I bet you can’t tell me what ‘enabling access to information’ means. To make it easier for you, I’ll give you ten attempts. Or a hundred – you still won’t get it.
I suppose I’d better tell you then. In Googlespeak, ‘enabling access’ means ‘blocking access’. Didn’t get that one, did you?
“We’re committed to enabling access to information for the benefit of our users in Russia and around the world,” declared a Google spokesman, proving my point.
A worthy commitment, one would think, but why did Google feel the need to reassure the public on that point? Well, you see, following a Russian demand, Google has agreed to delete links to websites banned in Russia.
Over 70 per cent of the links have already been deleted, and the Russian censors will be regularly updating Google on the list of sites that have incurred their displeasure.
The Russian censoring agency, Roskomnadzor, described this arrangement as establishing a “constructive dialogue” with Google. I’d call it revoltingly abject surrender to tyranny.
For the sites banned in Russia aren’t like those banned in the West. We’re not talking about child pornography here, nor illegal sales of drugs and arms, nor terrorist networks.
Putin’s kleptofascist regime bans practically all media critical of it, including on the net. Thus I regularly read Russian on-line magazines that my friends in Russia can’t read, at least not without some fancy footwork ideally aided by computer virtuosity.
Google links provided one bypass available to those Russians who aren’t satisfied with the nauseating Goebbels-style propaganda one gets through official channels. Now that bypass is no more.
Those who’ve never lived under a tyranny imposing an information famine may not appreciate the despair this outrage will cause the Russians whose views of kleptofascism differ from Peter Hitchens’s.
It’s not that they won’t be able to get real news any longer – modern technology combined with human ingenuity will probably find a way. Even back in the 60s we managed to circumvent Soviet jammers and tune in to the crackling, barely discernible voices of Western radio stations.

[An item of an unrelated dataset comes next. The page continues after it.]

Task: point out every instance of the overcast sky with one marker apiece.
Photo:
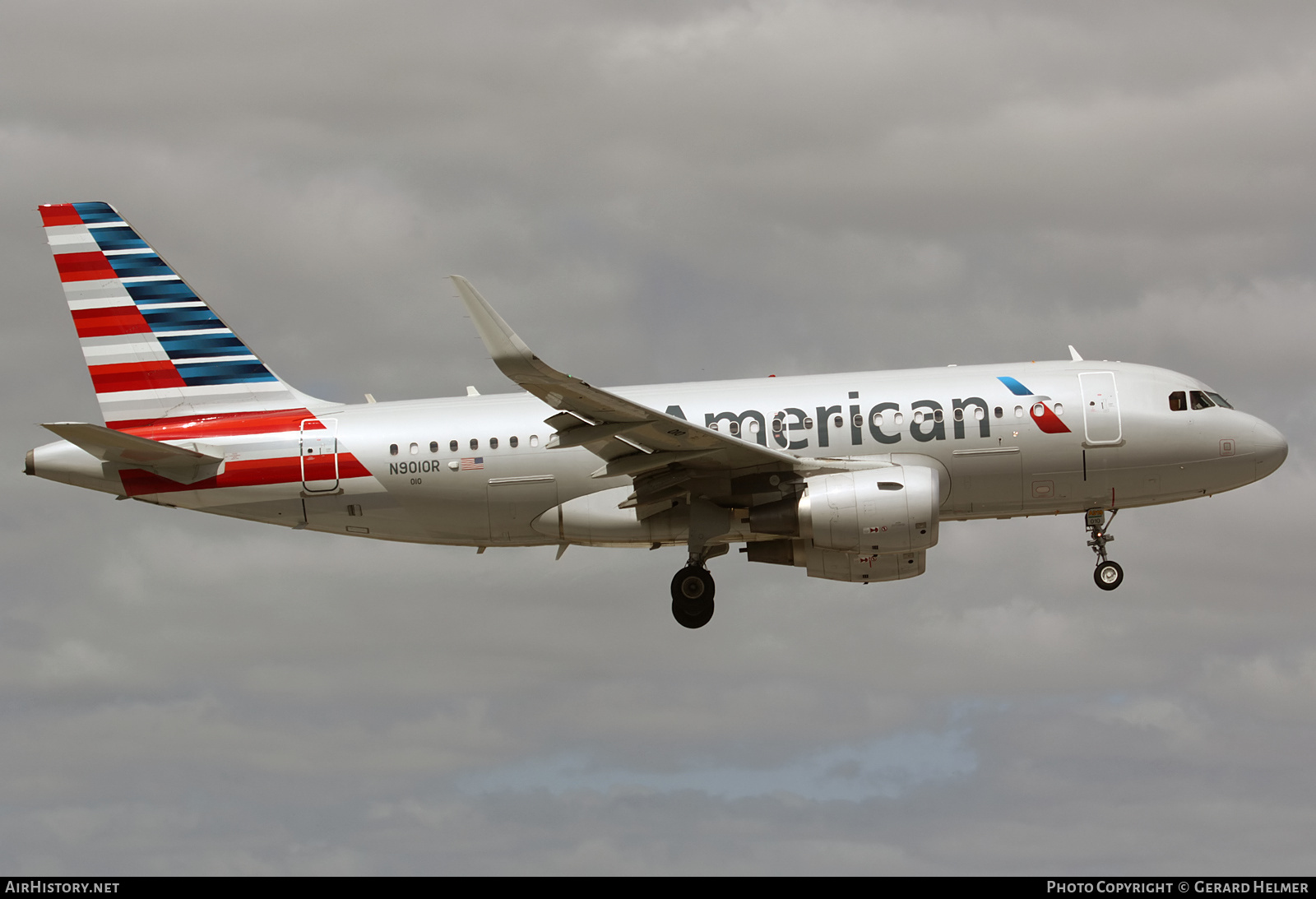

Technology is more sophisticated now, and the regime isn’t yet quite as oppressive as it was then, although moving in that direction. But that’s not the whole point.
People thirsting for freedom don’t just need information sustenance. They need hope – and since time immemorial that came from that semi-mythical, idealised, loving, caring demiurge: the West.
We weren’t so naïve as to believe the West would provide some tangible help. It’s just that, when we were gagged, imprisoned, committed to punitive madhouses, denied in the twentieth century the kind of liberties Englishmen enjoyed in the thirteenth, we desperately needed to know that somebody cared.
That there was a normal, human world “over the hills”, in the Russian expression, that knew of the horror we lived under and tried to help. We believed there were some people out there, whose morals and principles weren’t wholly denominated in convertible currencies.
The West did little in practical terms, but it did enough for us to know we weren’t alone in the world, face to face with the scowling beast of the worst tyranny ever known.
Those crackling voices of the Voice of America, the BBC or Radio Liberty were a lifebelt we clung on to, knowing that without it we’d drown in the engulfing sea of vomit.
Back in the early 90s Russians no longer had to rely exclusively on Western sources for their intellectual sanity. There existed in Russia some real journalistic outlets, not just on the Internet but also in the papers and even on TV.
However, as the kleptofascist regime so beloved of our ‘right-wingers’ and ‘left-wingers’ alike gathered strength, such outlets were smashed one by one. Independent TV channels were taken over, real newspapers shut down, and the Internet became the most, not to say only, reliable source of information and opinion.
That too came under attack, and all ‘liberal’ on-line publications were blocked, with but a few loopholes remaining. Now Putin’s gang has declared a war of mass annihilation against the net too.
Last week the Duma passed (I mean rubberstamped) a law allowing the government to turn off sites based on foreign servers, supposedly to counter the threat of a cyberattack.
Media watchdogs will be able to filter traffic, blocking undesirable sites at will. Effectively the Russians will follow China’s example by cutting off their Internet from the global networks, creating a ‘sovereign’ domain called RuNet.
Yes, the nineteenth century satirist Saltykov-Shchedrin wrote, “The harshness of Russian laws is softened by the slackness of their enforcement”. But then he didn’t live in Soviet or even post-Soviet Russia.
The kleptofascist regime is constantly tightening the information noose around people’s necks, and oppression is the only activity at which it excels. Now the noose will receive an extra tug from Google, that paragon of Western virtue.
There, I thought you’d like to know what ‘enabling access to information’ really means.